Suite à la mort de son amoureux, Tom, jeune publicitaire, part rejoindre la famille du défunt pour être présent aux funérailles et apporter son soutien à la famille. C’est un choc pour lui de tranquillement constater qu’on n’avait jamais parlé de Tom à la ferme familiale. On attendait plutôt l’arrivée de Sara, une femme « qui a vingt ans et qui fume trop », une bonne mangeuse de pâtes, la blonde du décédé, une « crisse de conne » surtout, parce qu’elle n’est jamais venue rencontrer Agathe et Francis, sa belle-mère et son beau-frère. Elle n’est pas réellement sa copine, mais si Tom découvre le pot aux roses, c’est Francis qui va le jeter dans la fosse aux vaches.
Il y a longtemps que nous attendions d’être témoin cinématographiquement de l’arrivée de Tom à la ferme, le nouveau film de Xavier Dolan, qui avait été présenté l’année dernière déjà à la compétition principale du 70e concours du Festival international de film de Venise, ainsi qu’au Festival du film de Toronto. Le film a été reçu avec de grands éloges, gagnant le prix de la Fédération Internationale de la Presse Cinématographique (FIPRESCI) à Venise.
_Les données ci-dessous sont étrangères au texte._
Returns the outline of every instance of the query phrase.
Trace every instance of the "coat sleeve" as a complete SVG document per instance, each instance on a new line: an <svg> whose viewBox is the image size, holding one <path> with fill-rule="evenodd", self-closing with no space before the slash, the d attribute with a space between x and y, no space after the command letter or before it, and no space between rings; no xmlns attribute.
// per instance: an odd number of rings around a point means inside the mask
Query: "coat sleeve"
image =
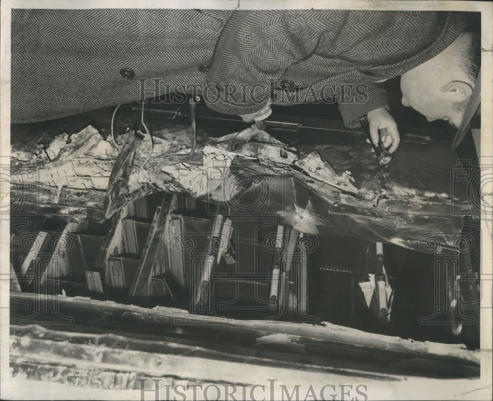
<svg viewBox="0 0 493 401"><path fill-rule="evenodd" d="M348 11L332 10L237 11L216 46L205 101L228 114L260 110L271 83L290 65L309 57L321 35L342 24Z"/></svg>

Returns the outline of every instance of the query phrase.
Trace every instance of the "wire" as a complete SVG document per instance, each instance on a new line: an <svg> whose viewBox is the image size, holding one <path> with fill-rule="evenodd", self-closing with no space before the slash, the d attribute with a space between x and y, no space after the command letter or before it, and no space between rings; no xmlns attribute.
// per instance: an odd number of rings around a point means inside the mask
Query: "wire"
<svg viewBox="0 0 493 401"><path fill-rule="evenodd" d="M144 123L144 104L145 103L145 100L142 100L142 113L141 115L141 122L142 123L142 125L144 127L144 129L145 130L145 132L147 134L147 136L149 137L149 140L150 141L151 143L151 150L149 152L149 154L147 155L147 157L145 158L145 160L144 160L144 162L142 163L141 166L141 168L142 168L145 165L145 163L147 162L147 160L149 160L149 158L151 156L151 154L152 154L152 151L154 150L154 144L152 143L152 136L150 134L149 132L149 130L147 129L147 125L145 125L145 123Z"/></svg>
<svg viewBox="0 0 493 401"><path fill-rule="evenodd" d="M121 105L119 104L116 106L116 108L115 109L115 111L113 112L113 116L111 117L111 138L113 139L113 142L114 142L115 145L116 145L117 146L118 145L116 143L116 139L115 138L115 133L113 130L113 125L115 122L115 116L116 115L116 112L120 106L121 106Z"/></svg>

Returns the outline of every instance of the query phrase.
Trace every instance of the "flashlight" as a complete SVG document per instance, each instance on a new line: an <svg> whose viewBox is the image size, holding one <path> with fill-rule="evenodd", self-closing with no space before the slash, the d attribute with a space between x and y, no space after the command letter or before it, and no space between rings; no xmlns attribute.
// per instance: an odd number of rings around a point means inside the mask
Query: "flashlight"
<svg viewBox="0 0 493 401"><path fill-rule="evenodd" d="M389 163L390 160L392 160L392 154L385 149L385 147L384 146L384 144L382 143L382 141L379 139L378 144L375 145L371 140L371 135L370 134L370 125L368 124L368 118L366 116L362 117L359 120L359 123L365 129L366 136L368 137L370 141L370 143L371 144L371 146L373 148L373 150L375 151L375 154L377 156L377 159L378 160L378 164L381 166L384 166Z"/></svg>

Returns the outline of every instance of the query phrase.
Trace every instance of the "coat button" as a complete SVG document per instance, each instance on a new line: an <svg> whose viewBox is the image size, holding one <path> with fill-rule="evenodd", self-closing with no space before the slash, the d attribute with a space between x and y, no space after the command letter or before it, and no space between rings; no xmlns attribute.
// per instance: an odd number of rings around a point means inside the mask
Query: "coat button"
<svg viewBox="0 0 493 401"><path fill-rule="evenodd" d="M135 71L130 68L122 68L120 70L120 75L125 79L133 79L135 78Z"/></svg>
<svg viewBox="0 0 493 401"><path fill-rule="evenodd" d="M283 91L286 91L288 92L292 92L296 88L296 86L292 81L287 79L284 79L280 82L278 86Z"/></svg>

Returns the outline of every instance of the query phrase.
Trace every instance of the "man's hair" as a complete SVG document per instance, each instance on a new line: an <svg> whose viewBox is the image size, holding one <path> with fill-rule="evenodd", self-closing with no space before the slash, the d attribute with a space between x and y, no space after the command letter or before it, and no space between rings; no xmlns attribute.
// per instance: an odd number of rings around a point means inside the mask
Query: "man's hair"
<svg viewBox="0 0 493 401"><path fill-rule="evenodd" d="M481 40L479 33L473 33L471 43L459 59L459 67L471 82L475 82L481 65Z"/></svg>

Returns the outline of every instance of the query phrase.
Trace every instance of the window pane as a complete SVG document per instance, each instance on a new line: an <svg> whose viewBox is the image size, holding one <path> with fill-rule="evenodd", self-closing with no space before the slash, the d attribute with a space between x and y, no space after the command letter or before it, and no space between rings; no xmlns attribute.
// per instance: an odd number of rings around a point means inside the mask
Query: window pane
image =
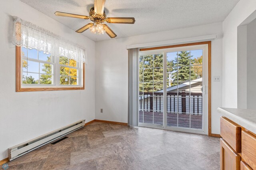
<svg viewBox="0 0 256 170"><path fill-rule="evenodd" d="M68 65L68 59L65 57L60 57L60 64L63 64Z"/></svg>
<svg viewBox="0 0 256 170"><path fill-rule="evenodd" d="M189 114L179 114L178 115L178 127L189 128L190 117Z"/></svg>
<svg viewBox="0 0 256 170"><path fill-rule="evenodd" d="M70 84L72 85L77 85L77 77L70 77Z"/></svg>
<svg viewBox="0 0 256 170"><path fill-rule="evenodd" d="M52 64L40 63L40 73L52 74L53 67Z"/></svg>
<svg viewBox="0 0 256 170"><path fill-rule="evenodd" d="M202 115L191 114L191 128L202 129L203 115Z"/></svg>
<svg viewBox="0 0 256 170"><path fill-rule="evenodd" d="M190 65L190 51L183 51L178 52L179 66Z"/></svg>
<svg viewBox="0 0 256 170"><path fill-rule="evenodd" d="M70 75L71 76L77 77L77 69L70 68Z"/></svg>
<svg viewBox="0 0 256 170"><path fill-rule="evenodd" d="M68 65L70 66L76 67L76 61L74 59L70 59Z"/></svg>
<svg viewBox="0 0 256 170"><path fill-rule="evenodd" d="M144 84L144 92L153 92L153 83L146 83Z"/></svg>
<svg viewBox="0 0 256 170"><path fill-rule="evenodd" d="M178 52L167 53L167 67L177 66Z"/></svg>
<svg viewBox="0 0 256 170"><path fill-rule="evenodd" d="M139 74L139 81L140 82L143 81L143 70L140 69Z"/></svg>
<svg viewBox="0 0 256 170"><path fill-rule="evenodd" d="M153 67L153 55L146 55L143 56L144 61L144 68Z"/></svg>
<svg viewBox="0 0 256 170"><path fill-rule="evenodd" d="M167 81L178 81L178 67L167 67Z"/></svg>
<svg viewBox="0 0 256 170"><path fill-rule="evenodd" d="M40 84L50 85L52 84L52 75L47 74L40 75Z"/></svg>
<svg viewBox="0 0 256 170"><path fill-rule="evenodd" d="M164 55L162 54L154 55L154 67L164 67Z"/></svg>
<svg viewBox="0 0 256 170"><path fill-rule="evenodd" d="M28 61L28 71L38 73L39 72L39 63Z"/></svg>
<svg viewBox="0 0 256 170"><path fill-rule="evenodd" d="M65 67L60 67L60 75L69 75L69 68Z"/></svg>
<svg viewBox="0 0 256 170"><path fill-rule="evenodd" d="M203 77L202 65L194 65L191 66L190 70L191 81ZM202 81L202 80L198 80L197 81Z"/></svg>
<svg viewBox="0 0 256 170"><path fill-rule="evenodd" d="M167 125L169 127L177 127L178 114L175 113L167 113Z"/></svg>
<svg viewBox="0 0 256 170"><path fill-rule="evenodd" d="M144 69L143 75L144 82L153 81L153 69Z"/></svg>
<svg viewBox="0 0 256 170"><path fill-rule="evenodd" d="M21 57L27 57L28 56L28 54L27 53L27 49L24 47L22 47L21 50Z"/></svg>
<svg viewBox="0 0 256 170"><path fill-rule="evenodd" d="M61 75L60 79L60 84L61 85L69 85L69 77L64 75Z"/></svg>
<svg viewBox="0 0 256 170"><path fill-rule="evenodd" d="M22 71L26 71L28 68L28 62L26 60L22 60Z"/></svg>
<svg viewBox="0 0 256 170"><path fill-rule="evenodd" d="M198 49L190 51L191 65L203 64L203 50Z"/></svg>
<svg viewBox="0 0 256 170"><path fill-rule="evenodd" d="M23 73L22 84L38 84L39 77L38 74Z"/></svg>
<svg viewBox="0 0 256 170"><path fill-rule="evenodd" d="M140 56L140 69L142 69L143 68L143 56Z"/></svg>
<svg viewBox="0 0 256 170"><path fill-rule="evenodd" d="M154 83L154 92L155 93L163 93L162 91L164 89L164 83Z"/></svg>
<svg viewBox="0 0 256 170"><path fill-rule="evenodd" d="M50 54L44 54L44 51L40 51L38 54L39 59L41 60L46 61L48 62L51 62L51 55Z"/></svg>
<svg viewBox="0 0 256 170"><path fill-rule="evenodd" d="M28 57L34 59L38 59L37 51L36 49L28 49Z"/></svg>
<svg viewBox="0 0 256 170"><path fill-rule="evenodd" d="M154 81L164 81L164 69L154 69Z"/></svg>
<svg viewBox="0 0 256 170"><path fill-rule="evenodd" d="M143 83L139 83L139 91L140 92L140 95L142 95L142 94L143 93Z"/></svg>
<svg viewBox="0 0 256 170"><path fill-rule="evenodd" d="M190 80L190 67L189 66L179 67L178 67L178 81L186 81ZM174 79L176 76L174 76Z"/></svg>

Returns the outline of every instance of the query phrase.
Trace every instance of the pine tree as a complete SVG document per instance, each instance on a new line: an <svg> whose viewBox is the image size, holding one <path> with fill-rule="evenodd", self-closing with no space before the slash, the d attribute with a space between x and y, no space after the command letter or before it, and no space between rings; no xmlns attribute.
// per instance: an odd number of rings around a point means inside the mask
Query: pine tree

Suite à ses premiers films que l’auteur nomme lui-même sa « trilogie de l’amour impossible » (J’ai tué ma mère (2009), Les amours imaginaires (2010), Laurence Anyways (2012)), Dolan se lance un nouveau pari : il propose d’adapter la pièce à grand succès de Michel Marc Bouchard (Les Feluettes (1987)). Il conserve le même titre que la pièce, qui avait été présentée en 2011 au Théâtre du Nouveau Monde, dans une mise en scène de Claude Poissant.
Défi de taille, car la pièce de Michel Marc Bouchard est bien appuyée sur les conventions théâtrales : elle réinvente le procédé des apartés, en permettant au personnage de Tom d’énoncer ses pensées à voix haute sans interrompre l’avancement de la pièce. Il est aussi bien conscient de la contrainte de la scène et reflète ce sentiment de huis clos sur ses personnages qui sont symboliquement pris en campagne. L’emprisonnement géographique représente bien l’état des personnages eux-mêmes pris dans leur mensonge.
Car Tom à la ferme est avant tout une pièce et un film sur le mensonge. Dans son « Mot de l’auteur », Bouchard conclut avec une phrase frappante de vérité : « Avant d’apprendre à aimer, les homosexuels apprennent à mentir. Nous sommes des mythomanes courageux. ». Avant d’apprendre à aimer, Guillaume (qui n’est jamais nommé dans le film et apparaît seulement dans les didascalies de la pièce) a dû mentir à sa mère Agathe, il a dû prétendre qu’il aimait une fille. Il a même une preuve à l’appui, une photo des deux « amoureux » qui s’embrassent.
L’adaptation est bien consciente de sa nouvelle forme : c’est ainsi que la zone de la pièce s’élargit. Les routes s’ouvrent et les environs sont ouverts à la trame narrative. Le sentiment de claustrophobie reste cependant, car si tout est maintenant ouvert, il n’y a rien dans les environs immédiats. La campagne, c’est l’espace, c’est la distance.
Dans les transpositions importantes, notons le passage de Tom au bar du village, maintes fois nommé dans la pièce. Ce lieu devient source de vérité, un écrit lumineux est délicieusement placé au mur pour souligner la raison de cet ajout : « Les vraies affaires ». Drôle de coïncidence avec la scène politique actuelle, c’est le barman qui n’est pas nommé dans la pièce qui devient le détenteur « des vraies affaires ». Le film donne un horizon de l’extérieur, des « occasions d’échapper à son sort » comme l’affirme Dolan, pour renforcer l’effet de séquestration.
De façon générale, les scènes ajoutées sont pertinentes. Elles frappent. Seules quelques scènes voient leur propos modifiés, voire adouci. On regrette, mais qu’on comprend aussi car elles n’avaient leur place dans leur entièreté dans le film. Dolan coupe notamment le monologue de la mère à propos de sa salade de pâtes qu’elle se sent si souvent obligée de faire, contre son gré : elle était jugée trop dramatique par le cinéaste, impossible de la transposer de la scène à l’écran. Le film devient une entité distincte, signe de la réussite de Dolan. Nous parlerons maintenant de la pièce Tom à la ferme de Michel Marc Bouchard et du film Tom à la ferme de Xavier Dolan, tous deux exceptionnels. Le film sera à l’affiche au Québec à partir du 28 mars 2014.